Question

Understanding Contrasts when analyzing DESeq2 results

0

Entering edit mode

Amit Indap ▴ 10

@amit-indap-3958

Last seen 2.4 years ago

United States

Dear Bioconductor/DESeq2 community,

I am trying to analyze RNAseq data with DESseq2 and have a question about contrasts and interactions. I have RNAseq data on untreated and treated cells collected at 4 different time points. I have quantified my transcripts using salmon. Initially, I was performing DESeq2 analysis at each time point separately. For example, here is the sample file for testing for differential expression at 2hr:

sample,condition,replicate 1,mock.2hr,1 2,mock.2hr,2 3,mock.2hr,3 4,infected.2hr,1 5,infected.2hr,2 6,infected.2hr,3

Here is my code snippet

# set the factor levels
dds$condition <- factor(dds$condition, levels = c("mock.2hr","infected.2hr"))

#get rid of low count data
keep <- rowSums(counts(dds)) >= 10
dds <- dds[keep,]



#perform the dfe analysis based on negative binomial model and get the results
dds <- DESeq(dds)
res <- results(dds)

But then after reading the documentation on contrasts I re-ran my analysis with the following sample list:

sample,condition,replicate 1,mock.2hr,1 2,mock.2hr,2 3,mock.2hr,3 4,infected.2hr,1 5,infected.2hr,2 6,infected.2hr,3 7,mock.4hr,1 8,mock.4hr,2 9,mock.4hr,3 10,infected.4hr,1 11,infected.4hr,2 12,infected.4hr,3 13,mock.6hr,1 14,mock.6hr,2 15,mock.6hr,3 16,infected.6hr,1 17,infected.6hr,2 18,infected.6hr,3 19,mock.8hr,1 20,mock.8hr,2 21,mock.8hr,3 22,infected.8hr,1 23,infected.8hr,2 24,infected.8hr,3

Similar code snippet

dds <- DESeqDataSetFromTximport(txi, colData = samples, design = ~ condition ) dds$condition <- factor(dds$condition, levels = c("mock.2hr", "infected.2hr", "mock.4hr", "infected.4hr", "mock.6hr", "infected.6hr", "mock.8hr", "infected.8hr"))

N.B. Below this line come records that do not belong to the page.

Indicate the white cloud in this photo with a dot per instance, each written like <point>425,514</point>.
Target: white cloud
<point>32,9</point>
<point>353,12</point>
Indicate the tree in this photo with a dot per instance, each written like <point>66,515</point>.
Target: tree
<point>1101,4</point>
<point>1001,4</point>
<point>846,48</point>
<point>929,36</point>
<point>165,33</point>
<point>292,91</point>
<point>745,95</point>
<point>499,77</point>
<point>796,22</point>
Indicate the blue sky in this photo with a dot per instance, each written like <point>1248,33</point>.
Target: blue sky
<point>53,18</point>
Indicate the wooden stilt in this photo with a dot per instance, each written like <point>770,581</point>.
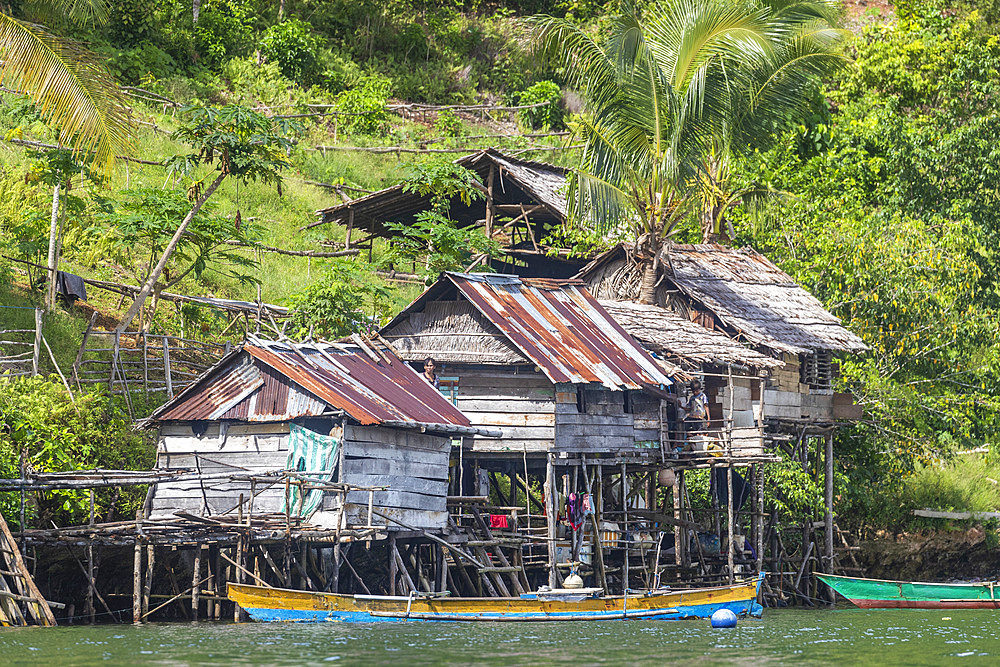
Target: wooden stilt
<point>393,571</point>
<point>196,584</point>
<point>828,517</point>
<point>624,490</point>
<point>730,516</point>
<point>148,583</point>
<point>550,518</point>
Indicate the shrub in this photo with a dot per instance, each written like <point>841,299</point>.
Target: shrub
<point>366,104</point>
<point>144,59</point>
<point>223,30</point>
<point>38,417</point>
<point>448,124</point>
<point>547,117</point>
<point>293,47</point>
<point>344,301</point>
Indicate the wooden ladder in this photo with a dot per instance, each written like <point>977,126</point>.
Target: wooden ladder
<point>16,585</point>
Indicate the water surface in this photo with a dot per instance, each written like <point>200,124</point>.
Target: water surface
<point>822,637</point>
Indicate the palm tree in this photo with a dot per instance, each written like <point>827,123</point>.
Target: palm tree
<point>72,91</point>
<point>673,95</point>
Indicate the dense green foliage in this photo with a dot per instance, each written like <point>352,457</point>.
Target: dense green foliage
<point>53,432</point>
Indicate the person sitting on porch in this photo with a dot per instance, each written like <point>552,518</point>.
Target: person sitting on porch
<point>696,409</point>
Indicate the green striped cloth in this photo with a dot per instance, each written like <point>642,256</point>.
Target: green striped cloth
<point>314,455</point>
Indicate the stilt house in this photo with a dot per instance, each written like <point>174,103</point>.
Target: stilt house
<point>741,293</point>
<point>352,415</point>
<point>538,359</point>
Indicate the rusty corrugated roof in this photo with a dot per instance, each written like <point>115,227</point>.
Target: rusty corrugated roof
<point>279,381</point>
<point>559,326</point>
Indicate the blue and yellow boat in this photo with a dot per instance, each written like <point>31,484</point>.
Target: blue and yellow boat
<point>277,604</point>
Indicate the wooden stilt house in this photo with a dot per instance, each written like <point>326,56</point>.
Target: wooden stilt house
<point>540,360</point>
<point>355,427</point>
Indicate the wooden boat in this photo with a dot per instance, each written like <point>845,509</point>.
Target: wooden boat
<point>277,604</point>
<point>885,594</point>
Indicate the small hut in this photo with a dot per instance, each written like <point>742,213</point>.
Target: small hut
<point>742,294</point>
<point>351,424</point>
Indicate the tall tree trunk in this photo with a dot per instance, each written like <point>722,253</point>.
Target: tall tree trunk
<point>147,287</point>
<point>647,290</point>
<point>50,292</point>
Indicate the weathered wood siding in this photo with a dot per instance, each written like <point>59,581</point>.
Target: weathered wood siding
<point>604,425</point>
<point>242,448</point>
<point>414,467</point>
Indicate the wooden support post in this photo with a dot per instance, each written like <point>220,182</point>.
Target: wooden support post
<point>335,574</point>
<point>169,381</point>
<point>625,572</point>
<point>680,533</point>
<point>83,348</point>
<point>393,572</point>
<point>196,584</point>
<point>490,205</point>
<point>36,349</point>
<point>137,582</point>
<point>148,583</point>
<point>828,565</point>
<point>730,517</point>
<point>550,518</point>
<point>759,481</point>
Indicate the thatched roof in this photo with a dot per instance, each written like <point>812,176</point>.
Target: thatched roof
<point>681,340</point>
<point>750,296</point>
<point>521,182</point>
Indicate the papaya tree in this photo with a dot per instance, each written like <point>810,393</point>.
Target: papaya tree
<point>232,141</point>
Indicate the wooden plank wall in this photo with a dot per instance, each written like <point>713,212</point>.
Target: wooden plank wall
<point>244,448</point>
<point>520,404</point>
<point>604,426</point>
<point>786,397</point>
<point>413,465</point>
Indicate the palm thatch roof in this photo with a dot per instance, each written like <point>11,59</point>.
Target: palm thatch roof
<point>750,297</point>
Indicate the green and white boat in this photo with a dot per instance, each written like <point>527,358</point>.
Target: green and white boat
<point>886,594</point>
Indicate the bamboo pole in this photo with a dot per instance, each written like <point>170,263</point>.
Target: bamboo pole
<point>550,518</point>
<point>196,583</point>
<point>137,581</point>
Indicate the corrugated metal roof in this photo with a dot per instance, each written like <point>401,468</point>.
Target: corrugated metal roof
<point>557,325</point>
<point>279,381</point>
<point>749,293</point>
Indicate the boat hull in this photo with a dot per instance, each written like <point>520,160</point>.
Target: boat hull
<point>281,605</point>
<point>887,594</point>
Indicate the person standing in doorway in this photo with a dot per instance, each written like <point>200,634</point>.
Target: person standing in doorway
<point>430,373</point>
<point>696,409</point>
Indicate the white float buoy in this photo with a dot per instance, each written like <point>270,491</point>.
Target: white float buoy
<point>723,618</point>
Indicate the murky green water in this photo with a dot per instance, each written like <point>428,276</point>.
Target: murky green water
<point>782,637</point>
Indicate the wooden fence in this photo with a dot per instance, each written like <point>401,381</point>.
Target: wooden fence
<point>135,361</point>
<point>20,349</point>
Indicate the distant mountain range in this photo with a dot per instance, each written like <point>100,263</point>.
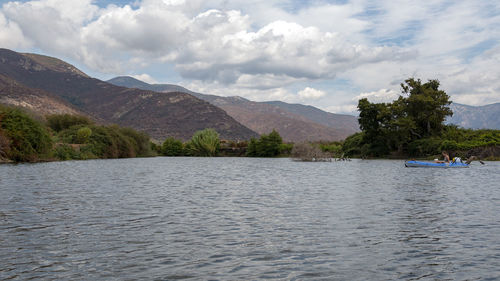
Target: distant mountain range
<point>49,85</point>
<point>294,122</point>
<point>476,117</point>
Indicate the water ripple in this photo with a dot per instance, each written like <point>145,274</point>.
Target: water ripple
<point>248,219</point>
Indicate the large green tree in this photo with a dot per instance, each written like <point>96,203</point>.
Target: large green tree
<point>418,113</point>
<point>204,143</point>
<point>426,105</point>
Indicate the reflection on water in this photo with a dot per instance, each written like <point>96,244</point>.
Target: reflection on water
<point>247,219</point>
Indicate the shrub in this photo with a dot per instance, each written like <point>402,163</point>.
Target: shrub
<point>59,122</point>
<point>352,144</point>
<point>172,147</point>
<point>204,143</point>
<point>83,134</point>
<point>308,152</point>
<point>28,139</point>
<point>427,146</point>
<point>266,146</point>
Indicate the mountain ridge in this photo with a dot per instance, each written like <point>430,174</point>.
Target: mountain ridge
<point>161,115</point>
<point>263,117</point>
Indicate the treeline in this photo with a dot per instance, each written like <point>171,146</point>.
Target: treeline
<point>413,125</point>
<point>208,143</point>
<point>26,138</point>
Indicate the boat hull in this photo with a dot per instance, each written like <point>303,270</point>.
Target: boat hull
<point>422,164</point>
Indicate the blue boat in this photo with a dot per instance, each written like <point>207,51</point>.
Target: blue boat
<point>423,164</point>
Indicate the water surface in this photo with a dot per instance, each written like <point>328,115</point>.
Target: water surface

#get rid of low count data keep <- rowSums(counts(dds)) >= 10 dds <- dds[keep,]

#perform the dfe analysis based on negative binomial model and get the results dds <- DESeq(dds) res <- results(dds)

resultsNames(dds)

results(dds, contrast=c("condition","mock.2hr","infected.2hr"))

However, when I compare results from the 1st set of results two the second set of results, I was expecting the same results, but they are slightly different

"transcript","baseMean","log2FoldChange","lfcSE","stat","pvalue","padj"

"tx1",175.15081857585,-0.0714999820256329,0.128181252816721,-0.557803738491045,0.576978409578714,0.807919847826457

"tx1",183.390698,0.13396380,0.1621473,0.82618589,0.4086986,0.6802349

I feel like I'm misunderstanding how contrasts work. Can someone help me clear up my confusion?

deseq2 extracting contrasts rnaseq interaction term • 7.8k views

ADD COMMENT • link updated 6.7 years ago by swbarnes2 ★ 1.4k • written 6.8 years ago by Amit Indap ▴ 10

score 1 · Answer 1 · 2018-07-02

I don't think you should expect those two methods to return the same answer...though they both return that the fold change, if any, is very small, and the p-value is so bad, you would conclude in both cases that there is no significant difference.

At the very least, the first way, all samples are being normalized based on whatever gene has the median expression between those 6 samples. The second way, the samples are being normalized by whatever gene is the median expression of all the samples. That's probably a different gene, leading to different normalization, and that might be slightly shifting the normalized counts around to turn a tiny change one way into a tiny change the other way.

score 0 · Answer 2 · 2018-06-28

0

Entering edit mode

Michael Love 43k

@mikelove

Last seen 8 days ago

United States

Can you look up the FAQ in the vignette? There is one explaining how you can obtain different results from including all groups or just two.

ADD COMMENT • link 6.8 years ago Michael Love 43k

0

Entering edit mode

Thanks for your reply, Michael. I forgot to check the FAQ. I read If I have multiple groups, should I run all together or split into pairs of groups? Is it because the dispersion parameter is different, then?